The sudden micro-lockdowns imposed by the states in this country might have a concerning impact on the revival of the economy as a whole. Several indicators since June have shown that the growth has deteriorated leading to the Central government’s worries. Factors like the severe cash crunch, interrupted supply chains, migrant labour crisis and more pose a long road for the country to revive its economy completely. People grappling with the fear of the Coronavirus and how long it will stay us, all of that is also adding to the concerns.
Will the economy revive amid micro-lockdowns and virus fear? This is the most important question that needs to be answered.
The Centre worried about the revival
Policymakers and the Centre have been worried sick as COVID-19 and the sudden and selective lockdowns by various states in the country have stunted economic growth. The recovery might have lost momentum, say a lot of experts looking at several growth factors since the gradual opening up of the nationwide lockdown. This is a matter of serious discussion at the parliament currently. The 20 lakh crore Aatmanirbhar economic stimulus package announced by the Prime Minister might not have been sufficient say some, while others have hailed it, saying that is what was needed to uplift the immediate economic condition of the country. PM Modi has taken stock of what the package is dealing with and asked his ministries to look at the ground-level impact on the economic status of the nation. However, it has turned out to be quite difficult for the officials to pinpoint and determine as the Centre’s Unlock 2.0 guidelines are in place along with the state’s health guidelines which are each to their own. “These could derail the recovery,” a government official told the Economic Times. These are “certainly a setback”, said another.
Recent data from surveys have suggested that there are a few factors which specifically show that the revival of the economy has been on a slowdown since July and then in August as well. One of the factors is mobility data acquired by Google and Apple. The data collected by them goes on to show that movement in urban areas has suffered in India over the last few weeks after they had increased in May 2020 and June 2020. “Overall India’s average reveals not much improvement in Workplace Mobility and in fact decline in mobility to grocery and pharmacy [stores] compared to Jun 2020. The Mobility Index reconfirms our fear of the economy losing much of the momentum in July with restricted and self-imposed mobility across states,” a recent report by State Bank of India’s (SBI) research wing stated.
Why so low?
A few other factors or economy-related signals have only made things worse and more complicated. For instance, bank credit is said to have been shrunk in the past month, according to Reserve Bank of India data. Another survey by the Central Bank has determined that consumers are wary about the revival of the Indian economy which has led to a one-of-a-kind low in confidence in the past month. However, the participants of the survey have also stated that they are hopeful for next year when it comes to the future economic prospects of the country. If we talk about the tax and government revenue aspects, GST collections in India have been gradually getting back to normal, with the Central government gaining a gross GST revenue of Rs 87,422 crore in the month of July. However, the above figure has been found out to be less than what was in July last year and even June this year.
Some good news, maybe?
The economy had begun seeing its decline much before the pandemic struck and our woes are more than over.

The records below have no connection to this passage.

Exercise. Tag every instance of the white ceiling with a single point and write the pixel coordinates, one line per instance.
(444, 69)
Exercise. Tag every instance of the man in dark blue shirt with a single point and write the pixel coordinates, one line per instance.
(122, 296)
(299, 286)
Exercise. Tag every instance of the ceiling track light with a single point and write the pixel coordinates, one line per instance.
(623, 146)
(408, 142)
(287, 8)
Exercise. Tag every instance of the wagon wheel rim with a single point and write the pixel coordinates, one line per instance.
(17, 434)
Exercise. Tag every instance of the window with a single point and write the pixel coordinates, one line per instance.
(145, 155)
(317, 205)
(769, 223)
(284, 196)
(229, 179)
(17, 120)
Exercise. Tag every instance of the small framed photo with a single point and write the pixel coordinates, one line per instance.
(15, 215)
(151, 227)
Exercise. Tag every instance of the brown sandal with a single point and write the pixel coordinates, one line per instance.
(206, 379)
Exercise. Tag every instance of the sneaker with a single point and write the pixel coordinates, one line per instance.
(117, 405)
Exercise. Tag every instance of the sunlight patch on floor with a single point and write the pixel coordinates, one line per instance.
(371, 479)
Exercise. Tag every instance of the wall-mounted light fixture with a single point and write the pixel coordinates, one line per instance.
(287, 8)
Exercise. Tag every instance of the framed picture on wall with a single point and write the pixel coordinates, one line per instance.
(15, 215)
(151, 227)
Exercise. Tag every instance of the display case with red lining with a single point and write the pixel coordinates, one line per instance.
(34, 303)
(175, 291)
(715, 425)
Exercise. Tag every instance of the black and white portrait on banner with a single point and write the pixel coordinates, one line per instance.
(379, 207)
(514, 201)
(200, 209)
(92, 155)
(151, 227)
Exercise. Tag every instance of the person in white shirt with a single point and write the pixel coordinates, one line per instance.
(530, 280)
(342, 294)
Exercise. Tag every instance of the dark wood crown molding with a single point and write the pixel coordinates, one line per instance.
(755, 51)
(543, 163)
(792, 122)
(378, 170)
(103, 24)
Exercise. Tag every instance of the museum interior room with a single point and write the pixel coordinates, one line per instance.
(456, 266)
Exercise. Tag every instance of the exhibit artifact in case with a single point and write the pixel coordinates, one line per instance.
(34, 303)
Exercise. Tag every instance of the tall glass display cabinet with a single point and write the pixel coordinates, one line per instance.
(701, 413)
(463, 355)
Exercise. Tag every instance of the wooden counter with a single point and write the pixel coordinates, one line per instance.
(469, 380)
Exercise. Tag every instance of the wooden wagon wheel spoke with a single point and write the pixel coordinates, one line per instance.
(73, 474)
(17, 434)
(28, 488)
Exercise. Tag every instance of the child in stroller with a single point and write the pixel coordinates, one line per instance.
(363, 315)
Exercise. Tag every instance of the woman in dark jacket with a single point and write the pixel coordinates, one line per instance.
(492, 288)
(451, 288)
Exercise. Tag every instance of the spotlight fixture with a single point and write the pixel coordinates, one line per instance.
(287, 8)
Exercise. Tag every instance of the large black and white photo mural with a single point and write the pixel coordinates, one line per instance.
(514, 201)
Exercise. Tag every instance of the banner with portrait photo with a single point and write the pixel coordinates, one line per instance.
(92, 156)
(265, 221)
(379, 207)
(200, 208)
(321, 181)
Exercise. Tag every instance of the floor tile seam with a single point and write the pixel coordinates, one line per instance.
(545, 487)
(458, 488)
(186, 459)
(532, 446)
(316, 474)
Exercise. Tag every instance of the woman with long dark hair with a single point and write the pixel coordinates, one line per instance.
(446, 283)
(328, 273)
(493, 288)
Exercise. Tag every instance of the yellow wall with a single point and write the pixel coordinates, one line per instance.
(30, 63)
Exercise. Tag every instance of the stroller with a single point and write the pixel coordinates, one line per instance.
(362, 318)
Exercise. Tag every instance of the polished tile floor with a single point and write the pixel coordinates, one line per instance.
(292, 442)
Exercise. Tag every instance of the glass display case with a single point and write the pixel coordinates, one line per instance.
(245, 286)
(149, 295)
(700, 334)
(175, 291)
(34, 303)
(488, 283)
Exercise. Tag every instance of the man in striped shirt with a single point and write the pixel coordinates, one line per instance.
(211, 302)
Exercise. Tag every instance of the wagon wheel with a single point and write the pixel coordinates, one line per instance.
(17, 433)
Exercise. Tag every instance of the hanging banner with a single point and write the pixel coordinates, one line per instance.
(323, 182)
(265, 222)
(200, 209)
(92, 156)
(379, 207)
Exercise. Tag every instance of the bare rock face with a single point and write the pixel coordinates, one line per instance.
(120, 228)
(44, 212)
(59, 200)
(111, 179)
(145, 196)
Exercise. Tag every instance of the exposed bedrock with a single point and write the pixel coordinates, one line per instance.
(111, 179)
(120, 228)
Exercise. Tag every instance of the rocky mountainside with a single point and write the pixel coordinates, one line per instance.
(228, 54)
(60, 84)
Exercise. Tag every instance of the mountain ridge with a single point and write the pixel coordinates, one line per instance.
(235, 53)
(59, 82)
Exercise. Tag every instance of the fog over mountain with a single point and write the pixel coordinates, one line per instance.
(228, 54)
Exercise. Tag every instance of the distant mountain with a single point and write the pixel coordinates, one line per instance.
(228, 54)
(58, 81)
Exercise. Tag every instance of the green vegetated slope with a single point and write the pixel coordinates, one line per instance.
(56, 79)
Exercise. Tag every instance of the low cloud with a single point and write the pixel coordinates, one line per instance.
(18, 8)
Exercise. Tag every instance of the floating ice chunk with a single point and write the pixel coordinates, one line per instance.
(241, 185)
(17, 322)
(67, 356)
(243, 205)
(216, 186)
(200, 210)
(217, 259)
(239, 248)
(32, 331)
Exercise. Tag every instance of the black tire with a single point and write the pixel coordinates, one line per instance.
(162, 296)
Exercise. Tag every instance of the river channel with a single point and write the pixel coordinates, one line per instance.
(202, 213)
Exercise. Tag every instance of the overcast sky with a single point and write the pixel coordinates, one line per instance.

It had already been on a downward spiral because of a decline in household consumption and investment in the private sector before COVID-19. In March itself the growth had slumped to a staggering 3.1 per cent although it was just about one week since the lockdown was placed, according to official government data released on May 30. To provide a spur, the Prime Minister had announced the stimulus package. Finance Minister Nirmala Sitharaman also announced numerous schemes and measures for MSMEs, which would eventually need handholding and accounts for 29 per cent of the country’s GDP by employing more than 120 million workers. The MSME sector has been worried about what will happen after the pandemic is over and they were not quite happy with the measures announced by the Centre. Their major concerns lie in the areas of capital and labour. Capital because we do not how much the government can put in to spur the growth of the sector as the economy was already slumping beforehand and labour because of the migrant workers’ crisis during the pandemic and the subsequent lockdown while sending them back home. “These reforms (announced by the government) are more medium-term in nature, and we, therefore, do not expect these to have an immediate impact on reviving growth,” Goldman Sachs economists Prachi Mishra and Andrew Tilton wrote in a research note on May 17.
As per a few other reports and surveys, there might have been a slight rise in the pace of economic activity in the first week of August, however, it has the chances of being hampered by a possible second wave of the virus leading to more lockdowns across the country or even the world. “However, the second wave of COVID-19 cases, combined with a ‘rolling wave’ in traditionally safer states (in the south and the east), increase risks of protracted quasi-lockdown measures and tempering of sequential improvement in the activity once the post-lockdown momentum ebbs,” wrote Sonal Varma and Aurodeep Nandi in the Nomura India Business Resumption Index.